A company has enabled Amazon GuardDuty in all Regions as part of its security monitoring strategy. In one of the VPCs, the company hosts an Amazon EC2 instance working as an FTP server that is contacted by a high number of clients from multiple locations. This is identified by GuardDuty as a brute force attack due to the high number of connections that happen every hour.

The finding has been flagged as a false positive. However, GuardDuty keeps raising the issue. A Security Engineer has been asked to improve the signal-to-noise ratio. The Engineer needs to ensure that changes do not compromise the visibility of potential anomalous behavior.

How can the Security Engineer address the issue?

A. Disable the FTP rule in GuardDuty in the Region where the FTP server is deployed

B. Add the FTP server to a trusted IP list and deploy it to GuardDuty to stop receiving the notifications

C. Use GuardDuty filters with auto archiving enabled to close the findings

D. Create an AWS Lambda function that closes the finding whenever a new occurrence is reported

An application has been built with Amazon EC2 instances that retrieve messages from Amazon SQS. Recently, IAM changes were made and the instances can no longer retrieve messages.

What actions should be taken to troubleshoot the issue while maintaining least privilege. (Select two.)

A. Configure and assign an MFA device to the role used by the instances.

B. Verify that the SQS resource policy does not explicitly deny access to the role used by the instances.

C. Verify that the access key attached to the role used by the instances is active.

D. Attach the AmazonSQSFullAccess managed policy to the role used by the instances.

E. Verify that the role attached to the instances contains policies that allow access to the queue.

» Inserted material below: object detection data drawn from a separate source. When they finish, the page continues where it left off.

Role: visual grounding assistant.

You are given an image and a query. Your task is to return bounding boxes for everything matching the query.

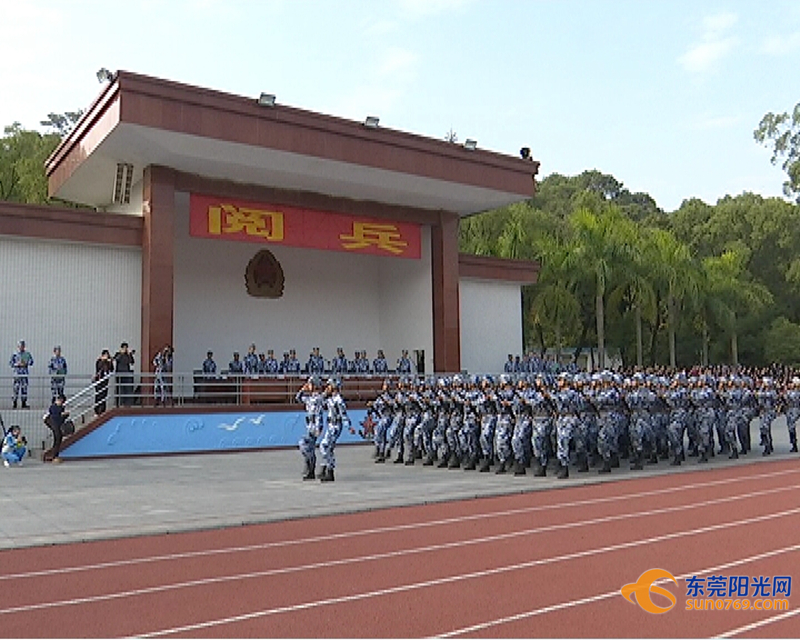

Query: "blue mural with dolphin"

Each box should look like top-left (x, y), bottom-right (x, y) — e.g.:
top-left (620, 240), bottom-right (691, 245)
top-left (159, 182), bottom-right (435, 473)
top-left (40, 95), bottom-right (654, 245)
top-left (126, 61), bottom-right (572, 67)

top-left (61, 409), bottom-right (369, 459)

A company wants to control access to its AWS resources by using identities and groups that are defined in its existing Microsoft Active Directory. What must the company create in its AWS account to map permissions for AWS services to Active Directory user attributes?

A. AWS IAM groups

B. AWS IAM users

C. AWS IAM roles

D. AWS IAM access keys

A company needs to encrypt all of its data stored in Amazon S3. The company wants to use AWS Key Management Service (AWS KMS) to create and manage its encryption keys. The company's security policies require the ability to Import the company's own key material for the keys, set an expiration date on the keys, and delete keys immediately, if needed.

How should a security engineer set up AWS KMS to meet these requirements?

A. Configure AWS KMS and use a custom key store. Create a customer managed CMK with no key material Import the company's keys and key material into the CMK

B. Configure AWS KMS and use the default Key store Create an AWS managed CMK with no key material Import the company's key material into the CMK

C. Configure AWS KMS and use the default key store Create a customer managed CMK with no key material import the company's key material into the CMK

D. Configure AWS KMS and use a custom key store. Create an AWS managed CMK with no key material. Import the company's key material into the CMK.

A corporation is preparing to acquire several companies. A Security Engineer must design a solution to ensure that newly acquired AWS accounts follow the corporation's security best practices. The solution should monitor each Amazon S3 bucket for unrestricted public write access and use AWS managed services.

What should the Security Engineer do to meet these requirements?

A. Configure Amazon Macie to continuously check the configuration of all S3 buckets.

B. Enable AWS Config to check the configuration of each S3 bucket.

C. Set up AWS Systems Manager to monitor S3 bucket policies for public write access.

D. Configure an Amazon EC2 instance to have an IAM role and a cron job that checks the status of all S3 buckets.